Ereigniskarte: Gehen Sie nicht über Rot.

Im täglichen Spiel um Macht und Geld befand ich mich gerade auf dem Übergang von der Kaiserstraße zum Hauptbahnhof, als ich eine Ereigniskarte ziehen musste. Darauf stand „Gehen Sie nicht über Rot, sonst zieht das Ordnungsamt fünf Euro ein“.

Der Spieler, der beide Spielfelder besetzt und mit Häusern und Hotels bebaut hatte, grinste mich überlegen an, als er mich fragte, ob ich wüsste, warum ich meinen Spielzug nun unterbrechen müsse. Mir war im ersten Moment nicht klar, was er meinte, so klärte er mich auf, dass ich beim Überqueren der Feldgrenzen das Rotlicht der Fußgängerampel übersehen hätte und ich ihm daher fünf Euro schuldig sei. Das wäre eine Regelwidrigkeit.

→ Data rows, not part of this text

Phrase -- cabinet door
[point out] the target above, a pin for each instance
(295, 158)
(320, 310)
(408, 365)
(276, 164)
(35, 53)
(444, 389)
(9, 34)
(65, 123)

Ich musste die Spielregeln entweder nicht richtig gelesen oder verstanden haben, denn so oft ich dieses Real-Life-Monopoly bereits spielte, bin ich mir niemals der Tatsache bewusst geworden, dass das Überqueren einer Straße bei Rot überhaupt einer Regelung unterliegt und ich hielt das Warten auf Grün naiverweise für eine Empfehlung. Eine durchaus vernünftige. Doch sooft ich in den vielen Jahren, seit ich selbst zu Gehen in der Lage bin und über beampelte Straßen ging, dem Irrglauben unterlag, dies aus freien Stücken entscheiden zu können. Dem ist nicht so. Da ich just in dieser Situation das Regelwerk nicht parat und somit keine verteidigenden Argumente zur Hand hatte, ging ich knurrend auf die Forderung ein. Ich wollte nicht auch noch wagen ins Gefängnis zu kommen und einen Spielzug aussetzen zu müssen. Dies hätte mich unweigerlich dazu gezwungen die Gemeinschaftskarte „Du kommst aus dem Gefängnis frei“ auszuspielen oder einen Pasch zu würfeln.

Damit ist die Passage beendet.